Wie verhält man sich, wenn einem jemand erzählt, er habe sexualisierte Gewalt erfahren? Hier die Ratschläge der Stuttgarter Hochschulseelsorgerin Schwester Marie-Pasquale Reuver.

Familie/Bildung/Soziales: Hilke Lorenz (ilo)

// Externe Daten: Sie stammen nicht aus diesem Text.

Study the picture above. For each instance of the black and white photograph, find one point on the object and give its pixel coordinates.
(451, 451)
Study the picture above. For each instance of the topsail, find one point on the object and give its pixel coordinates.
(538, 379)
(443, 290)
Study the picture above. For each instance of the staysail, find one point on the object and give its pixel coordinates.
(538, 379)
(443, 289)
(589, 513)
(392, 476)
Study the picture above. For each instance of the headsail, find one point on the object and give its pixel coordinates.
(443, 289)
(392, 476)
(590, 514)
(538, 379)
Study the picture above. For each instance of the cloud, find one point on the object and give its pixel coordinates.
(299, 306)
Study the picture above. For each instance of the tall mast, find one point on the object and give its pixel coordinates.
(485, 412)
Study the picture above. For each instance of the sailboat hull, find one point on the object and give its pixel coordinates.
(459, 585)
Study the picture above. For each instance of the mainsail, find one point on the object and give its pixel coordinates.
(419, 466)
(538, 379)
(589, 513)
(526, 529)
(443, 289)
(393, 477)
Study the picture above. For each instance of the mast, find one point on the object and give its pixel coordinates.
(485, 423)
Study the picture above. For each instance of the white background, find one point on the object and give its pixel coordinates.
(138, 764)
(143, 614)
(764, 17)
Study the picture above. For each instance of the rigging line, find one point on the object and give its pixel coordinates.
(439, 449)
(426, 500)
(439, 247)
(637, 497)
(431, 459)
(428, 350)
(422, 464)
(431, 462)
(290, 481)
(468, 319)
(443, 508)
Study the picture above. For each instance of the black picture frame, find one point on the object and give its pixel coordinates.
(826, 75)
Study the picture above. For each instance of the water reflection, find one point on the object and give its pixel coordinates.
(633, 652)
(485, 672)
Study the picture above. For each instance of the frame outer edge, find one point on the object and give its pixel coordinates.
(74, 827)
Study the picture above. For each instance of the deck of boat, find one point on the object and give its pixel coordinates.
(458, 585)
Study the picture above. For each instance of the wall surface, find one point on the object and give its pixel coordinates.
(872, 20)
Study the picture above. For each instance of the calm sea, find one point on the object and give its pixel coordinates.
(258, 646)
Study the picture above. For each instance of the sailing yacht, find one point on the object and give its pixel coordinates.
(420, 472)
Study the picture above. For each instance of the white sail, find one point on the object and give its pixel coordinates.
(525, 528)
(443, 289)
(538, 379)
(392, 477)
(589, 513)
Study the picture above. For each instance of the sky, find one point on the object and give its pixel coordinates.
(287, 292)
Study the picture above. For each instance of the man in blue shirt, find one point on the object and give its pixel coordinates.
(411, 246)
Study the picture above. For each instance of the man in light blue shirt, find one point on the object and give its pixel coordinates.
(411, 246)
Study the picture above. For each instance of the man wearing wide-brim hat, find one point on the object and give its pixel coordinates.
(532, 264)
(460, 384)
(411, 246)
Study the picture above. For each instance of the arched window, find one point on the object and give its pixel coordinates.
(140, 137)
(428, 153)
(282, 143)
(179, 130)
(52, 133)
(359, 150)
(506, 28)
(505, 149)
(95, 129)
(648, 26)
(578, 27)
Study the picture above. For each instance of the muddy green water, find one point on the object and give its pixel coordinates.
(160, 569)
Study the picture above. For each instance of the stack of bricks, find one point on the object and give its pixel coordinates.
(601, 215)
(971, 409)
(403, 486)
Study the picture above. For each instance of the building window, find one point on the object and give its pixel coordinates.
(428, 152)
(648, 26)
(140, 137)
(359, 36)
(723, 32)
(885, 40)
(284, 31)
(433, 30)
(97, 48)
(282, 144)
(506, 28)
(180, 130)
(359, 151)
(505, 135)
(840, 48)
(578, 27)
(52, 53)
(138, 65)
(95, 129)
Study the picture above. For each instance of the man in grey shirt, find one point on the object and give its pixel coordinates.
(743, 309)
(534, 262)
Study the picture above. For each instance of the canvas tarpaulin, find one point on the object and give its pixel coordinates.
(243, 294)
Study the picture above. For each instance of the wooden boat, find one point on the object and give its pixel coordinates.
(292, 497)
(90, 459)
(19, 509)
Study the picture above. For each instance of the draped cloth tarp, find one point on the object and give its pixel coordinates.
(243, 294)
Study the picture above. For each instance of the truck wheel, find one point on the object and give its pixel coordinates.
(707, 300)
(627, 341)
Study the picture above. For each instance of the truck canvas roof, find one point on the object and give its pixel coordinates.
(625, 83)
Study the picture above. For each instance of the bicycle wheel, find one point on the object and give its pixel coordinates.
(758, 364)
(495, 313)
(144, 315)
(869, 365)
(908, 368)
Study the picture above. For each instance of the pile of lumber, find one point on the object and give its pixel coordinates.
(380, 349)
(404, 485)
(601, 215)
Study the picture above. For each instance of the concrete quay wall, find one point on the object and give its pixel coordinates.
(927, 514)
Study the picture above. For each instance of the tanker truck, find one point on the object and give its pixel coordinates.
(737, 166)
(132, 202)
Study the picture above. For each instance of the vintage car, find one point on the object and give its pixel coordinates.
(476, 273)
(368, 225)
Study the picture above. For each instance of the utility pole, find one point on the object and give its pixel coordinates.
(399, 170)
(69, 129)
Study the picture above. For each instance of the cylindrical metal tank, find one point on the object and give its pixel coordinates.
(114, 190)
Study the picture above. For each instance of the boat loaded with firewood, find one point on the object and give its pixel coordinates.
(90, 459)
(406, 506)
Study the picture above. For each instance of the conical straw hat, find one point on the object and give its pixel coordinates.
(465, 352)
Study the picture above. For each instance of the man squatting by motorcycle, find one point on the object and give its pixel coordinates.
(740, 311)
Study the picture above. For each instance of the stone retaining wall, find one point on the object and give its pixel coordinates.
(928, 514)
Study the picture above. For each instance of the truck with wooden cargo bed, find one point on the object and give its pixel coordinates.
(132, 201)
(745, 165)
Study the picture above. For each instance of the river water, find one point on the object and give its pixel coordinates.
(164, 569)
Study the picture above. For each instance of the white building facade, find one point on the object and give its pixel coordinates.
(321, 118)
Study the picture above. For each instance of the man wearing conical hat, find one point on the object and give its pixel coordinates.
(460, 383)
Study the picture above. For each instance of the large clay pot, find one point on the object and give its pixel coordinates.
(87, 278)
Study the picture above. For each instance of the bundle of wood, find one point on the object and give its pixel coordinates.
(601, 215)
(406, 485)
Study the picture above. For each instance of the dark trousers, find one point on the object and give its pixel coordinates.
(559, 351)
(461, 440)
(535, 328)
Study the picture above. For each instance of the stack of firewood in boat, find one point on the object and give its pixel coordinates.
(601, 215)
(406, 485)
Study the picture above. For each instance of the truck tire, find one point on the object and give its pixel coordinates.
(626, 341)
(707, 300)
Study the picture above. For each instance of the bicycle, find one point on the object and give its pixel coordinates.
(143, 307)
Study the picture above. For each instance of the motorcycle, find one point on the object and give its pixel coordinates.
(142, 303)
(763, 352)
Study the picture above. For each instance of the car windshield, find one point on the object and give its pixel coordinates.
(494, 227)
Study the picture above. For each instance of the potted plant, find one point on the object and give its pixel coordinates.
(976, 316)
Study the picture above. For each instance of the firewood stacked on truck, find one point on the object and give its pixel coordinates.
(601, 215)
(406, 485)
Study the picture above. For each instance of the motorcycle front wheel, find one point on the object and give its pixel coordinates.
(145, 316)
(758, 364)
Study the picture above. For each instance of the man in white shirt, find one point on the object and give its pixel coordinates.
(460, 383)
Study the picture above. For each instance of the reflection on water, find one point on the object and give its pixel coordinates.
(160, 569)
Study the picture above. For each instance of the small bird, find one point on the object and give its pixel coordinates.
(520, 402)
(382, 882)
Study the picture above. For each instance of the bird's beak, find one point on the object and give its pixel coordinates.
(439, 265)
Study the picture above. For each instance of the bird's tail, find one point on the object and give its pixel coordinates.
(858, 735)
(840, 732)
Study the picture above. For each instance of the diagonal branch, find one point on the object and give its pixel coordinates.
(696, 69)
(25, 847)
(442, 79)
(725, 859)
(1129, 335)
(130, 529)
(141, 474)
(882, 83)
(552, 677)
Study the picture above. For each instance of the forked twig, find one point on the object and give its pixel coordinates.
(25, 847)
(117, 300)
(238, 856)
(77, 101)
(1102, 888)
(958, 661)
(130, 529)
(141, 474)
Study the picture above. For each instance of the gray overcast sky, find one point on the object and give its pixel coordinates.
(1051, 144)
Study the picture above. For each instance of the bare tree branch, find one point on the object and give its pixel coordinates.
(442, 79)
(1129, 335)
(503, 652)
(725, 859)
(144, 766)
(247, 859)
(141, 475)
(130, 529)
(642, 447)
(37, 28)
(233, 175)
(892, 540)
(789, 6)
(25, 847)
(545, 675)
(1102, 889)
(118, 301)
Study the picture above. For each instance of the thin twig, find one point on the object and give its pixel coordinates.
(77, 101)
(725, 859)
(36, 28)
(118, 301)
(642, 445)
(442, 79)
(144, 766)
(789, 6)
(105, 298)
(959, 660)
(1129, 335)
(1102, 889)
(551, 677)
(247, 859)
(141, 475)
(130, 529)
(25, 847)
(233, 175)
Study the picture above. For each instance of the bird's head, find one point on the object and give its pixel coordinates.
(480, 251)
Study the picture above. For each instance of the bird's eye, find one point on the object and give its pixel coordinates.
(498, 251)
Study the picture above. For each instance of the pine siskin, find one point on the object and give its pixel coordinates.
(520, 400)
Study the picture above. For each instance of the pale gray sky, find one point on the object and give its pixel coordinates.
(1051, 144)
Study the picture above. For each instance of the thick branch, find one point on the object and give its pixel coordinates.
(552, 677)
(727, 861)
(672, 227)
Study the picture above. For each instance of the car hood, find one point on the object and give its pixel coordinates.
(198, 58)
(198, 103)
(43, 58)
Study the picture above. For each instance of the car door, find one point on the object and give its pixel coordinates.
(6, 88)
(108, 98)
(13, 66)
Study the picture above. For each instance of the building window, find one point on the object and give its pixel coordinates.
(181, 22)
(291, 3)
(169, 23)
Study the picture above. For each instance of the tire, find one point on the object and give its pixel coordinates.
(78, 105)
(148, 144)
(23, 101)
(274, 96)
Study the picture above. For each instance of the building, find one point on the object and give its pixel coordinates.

Jeder Siebte hat in Deutschland in irgendeiner Weise sexualisierte Gewalt erlebt. Die Wahrscheinlichkeit ist groß, dass in einer zehnköpfigen Gruppe mit Kommunionskindern ein bis zwei Jungen oder Mädchen betroffen sind. In einem Chor mit 30 Mitgliedern sind es potenziell schon fünf oder sechs Sängerinnen oder Sänger. Und in einem Seniorenausflug mit 50 Frauen sind es acht bis zehn Betroffene. Die Dimension ist also riesig.

 

Wie geht man mit Betroffenen um? Die Stuttgarter Hochschulseelsorgerin Schwester Marie-Pasquale Reuver hat ein Buch („Missbrauchsbetroffenen in Kirche und Gemeinde sensibel begegnen“, Patmos-Verlag) zu diesem Thema geschrieben. Darin gibt sie Empfehlungen, wie man sich verhalten soll.

Nicht verstummen

Wer schweigt, wenn jemand endlich den Mut hat, sich mitzuteilen, verstärkt eher das Gefühl, nicht ernst genommen zu werden. Immer ist es besser zu reden, notfalls auch von der eigenen Unsicherheit mit dem Thema, als zu schweigen.

Das Unrecht benennen

Es tue Betroffenen gut, wenn man sage, dass das, was geschehen ist, Unrecht sei, rät die Seelsorgerin. Nicht „Er hat mit dir geschlafen“ sondern „Er hat dich vergewaltigt“ heißt das dann.

Grenzen achten

Man solle nicht versuchen, jemanden zu etwas zu überreden. Ein Nein muss unbedingt respektiert werden. Vorsicht auch vor Umarmungen. Immer vorher fragen, ob es den Betroffenen auch recht ist.

Der Betroffene ist mehr als der Missbrauch

Das Erlebte ist nur ein Teil der Persönlichkeit des anderen. Er hat andere Fähigkeiten und Talente. Die gilt es, nicht zu vergessen.

Auf Hilfsangebote hinweisen

Zu helfen kann auch bedeuten, gemeinsam nach Adressen von Beratungsstellen oder Therapeuten zu suchen. Rund um die Uhr ist etwa das bundesweite Hilfetelefon Gewalt gegen Frauen unter der Nummer 0800/116016) besetzt. Es ist auch unter www.hilfstelefon.de erreichbar. Für betroffene Frauen im kirchlichen Bereich in Trägerschaft der Deutschen Bischofskonferenz gibt es das Angebot kostenloser und anonymer Beratung bei geistlichem und sexuellem Missbrauch unter www.gegenGewalt-anFrauen-inKirche.de

Wieder Alltag werden lassen

Nach einer solch intensiven Begegnung ist es gut, wenn der Alltag wieder spürbar wird. Vielleicht ja bei einem gemeinsamen Eis.